ThePhrase.id - Keputusan Jokowi untuk mendudukkan anak sulungnya Gibran Rakabuming Raka sebagai wakil presiden telah berbuah petaka. Gibran tidak hanya menjadi olok-olokan karena kapasitasnya tetapi juga menjadi bulan-bulanan karena ketidak jelasan pendidikannya. Dalam perjalanannya, Gibran tidak menjadi pelanjut hasrat Jokowi untuk terus berkuasa tetapi justru jadi pintu masuk untuk menelisik kasus-kasus dan pelanggaran yang dilakukan Jokowi selama 10 tahun berkuasa.
Keterbatasan kapasitasnya telah membatasi gerak Gibran datang ke banyak tempat untuk menjalankan tugasnya sebagai wakil presiden. Kampus atau pertemuan para akademisi misalnya, jelas membuat Gibran tidak nyaman dan berupaya untuk dihindari.
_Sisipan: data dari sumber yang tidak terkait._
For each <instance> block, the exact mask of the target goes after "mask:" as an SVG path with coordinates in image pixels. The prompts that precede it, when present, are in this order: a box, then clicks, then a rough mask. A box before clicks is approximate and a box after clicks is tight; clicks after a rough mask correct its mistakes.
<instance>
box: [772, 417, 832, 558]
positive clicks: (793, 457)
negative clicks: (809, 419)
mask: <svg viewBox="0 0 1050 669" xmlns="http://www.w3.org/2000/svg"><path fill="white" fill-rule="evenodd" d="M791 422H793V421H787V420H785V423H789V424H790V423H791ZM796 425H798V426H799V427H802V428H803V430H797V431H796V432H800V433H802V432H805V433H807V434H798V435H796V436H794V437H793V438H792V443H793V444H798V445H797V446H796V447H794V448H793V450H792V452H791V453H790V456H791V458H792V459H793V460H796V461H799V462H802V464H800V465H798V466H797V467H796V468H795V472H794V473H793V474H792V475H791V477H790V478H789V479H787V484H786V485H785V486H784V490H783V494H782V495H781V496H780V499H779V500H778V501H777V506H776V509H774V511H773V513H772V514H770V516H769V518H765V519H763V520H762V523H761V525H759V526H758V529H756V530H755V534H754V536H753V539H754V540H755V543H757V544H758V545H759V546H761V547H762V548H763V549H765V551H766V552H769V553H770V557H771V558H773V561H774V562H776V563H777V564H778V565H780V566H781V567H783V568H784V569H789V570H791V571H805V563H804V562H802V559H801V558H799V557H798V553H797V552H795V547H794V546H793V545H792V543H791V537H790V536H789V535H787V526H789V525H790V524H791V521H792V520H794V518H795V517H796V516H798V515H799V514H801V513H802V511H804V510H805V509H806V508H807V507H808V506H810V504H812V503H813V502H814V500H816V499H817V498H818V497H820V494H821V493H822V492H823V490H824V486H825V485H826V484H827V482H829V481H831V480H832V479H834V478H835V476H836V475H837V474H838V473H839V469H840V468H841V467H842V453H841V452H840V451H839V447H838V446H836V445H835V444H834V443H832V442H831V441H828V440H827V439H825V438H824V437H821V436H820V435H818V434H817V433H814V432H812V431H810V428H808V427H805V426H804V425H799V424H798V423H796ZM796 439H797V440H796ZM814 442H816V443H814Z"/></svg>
Kalaupun hadir, tak urung video pidato atau presentasi Gibran menjadi bahan olok-olokan di media sosial karena banyak pertanyaan audiens dan jawaban Gibran yang dinilai tidak nyambung.
Seperti pada momen Gibran pidato di depan 100 orang perwira TNI dan Polri peserta pendidikan Lemhannas, di Istana Wakil Presiden, Jakarta Pusat, Senin (14/7/2025). Salah seorang peserta, Laksamana Pertama TNI Arif Bahrudin, memberikan usulan kepada pemerintah agar memperkuat lagi geopolitik Indonesia. Arif mengusulkan agar Danantara dapat mengalokasikan dana pendidikan khusus AI bagi generasi muda agar mereka memiliki skill untuk mengembangkan bisnis start up di negara non blok.
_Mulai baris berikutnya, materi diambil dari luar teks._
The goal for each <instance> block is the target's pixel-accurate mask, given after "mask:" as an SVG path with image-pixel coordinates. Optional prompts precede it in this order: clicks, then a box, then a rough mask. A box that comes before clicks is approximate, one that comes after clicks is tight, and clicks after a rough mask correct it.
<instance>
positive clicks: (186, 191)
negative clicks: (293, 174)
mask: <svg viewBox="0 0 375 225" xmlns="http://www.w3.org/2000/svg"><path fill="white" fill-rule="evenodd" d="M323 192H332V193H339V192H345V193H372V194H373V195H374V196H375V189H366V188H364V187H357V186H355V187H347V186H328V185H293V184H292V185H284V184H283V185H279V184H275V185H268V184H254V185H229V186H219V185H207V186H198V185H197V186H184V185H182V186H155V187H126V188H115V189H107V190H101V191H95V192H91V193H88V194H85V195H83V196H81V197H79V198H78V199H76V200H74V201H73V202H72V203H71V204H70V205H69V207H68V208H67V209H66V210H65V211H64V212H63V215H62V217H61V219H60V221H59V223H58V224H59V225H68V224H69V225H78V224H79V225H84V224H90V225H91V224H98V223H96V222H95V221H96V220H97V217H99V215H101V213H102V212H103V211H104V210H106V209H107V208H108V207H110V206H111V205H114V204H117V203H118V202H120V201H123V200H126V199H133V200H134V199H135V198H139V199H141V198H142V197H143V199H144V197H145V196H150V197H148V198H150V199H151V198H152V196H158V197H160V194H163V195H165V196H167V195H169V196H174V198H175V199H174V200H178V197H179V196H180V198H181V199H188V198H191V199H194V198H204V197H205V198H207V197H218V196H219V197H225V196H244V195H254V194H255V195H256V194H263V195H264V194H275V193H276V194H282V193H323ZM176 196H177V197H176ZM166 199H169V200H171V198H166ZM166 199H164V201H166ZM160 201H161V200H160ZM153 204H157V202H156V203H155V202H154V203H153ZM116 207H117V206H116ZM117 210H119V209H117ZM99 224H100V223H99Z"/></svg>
"Kebetulan kami S3-nya tentang model pelatihan AI, Pak, sehingga kita bisa menyiapkan para generasi muda kita yang merupakan bonus demografi Indonesia dilatih tentang AI, dilatih tentang fintek," kata Arif.
Gibran merespon pertanyaan itu dengan bertanya apakah para peserta didik Lemhannas ini sudah bertemu CEO Danantara, Rosan Roeslani. "Baik. Sudah bertemu langsung dengan CEO Danantara, bapak-bapak semua?" tanyanya. "Belum," jawab para peserta.
Gibran kemudian bertanya kepada Gubernur Lemhanas Ace Syadzily Hasan tentang jadwal pertemuan para peserta dengan COO (Chief Operation Officer) Danantara, Rosan Roeslani.
Respon Gibran ini banyak mendapat tanggapan dan pembahasan para warga net yang intinya, antara pertanyaan dengan jawaban tidak nyambung. Cara Gibran menjawab pertanyaan ini mengingatkan publik tentang cara bapaknya, Jokowi merespon pertanyaan jurnalis di forum Internasional tahun 2015 dengan menunjuk Menteri Perdagangan, Tom Lembong untuk menjawab pertanyaan itu. Penunjukan Tom itu dilakukan Jokowi sebanyak 3 kali untuk menjawab pertanyaan media yang ditujukan kepada dirinya.
“I want to test my minister. Pak Tom, please answer the questions” kata Jokowi dengan tersenyum keki ketika itu.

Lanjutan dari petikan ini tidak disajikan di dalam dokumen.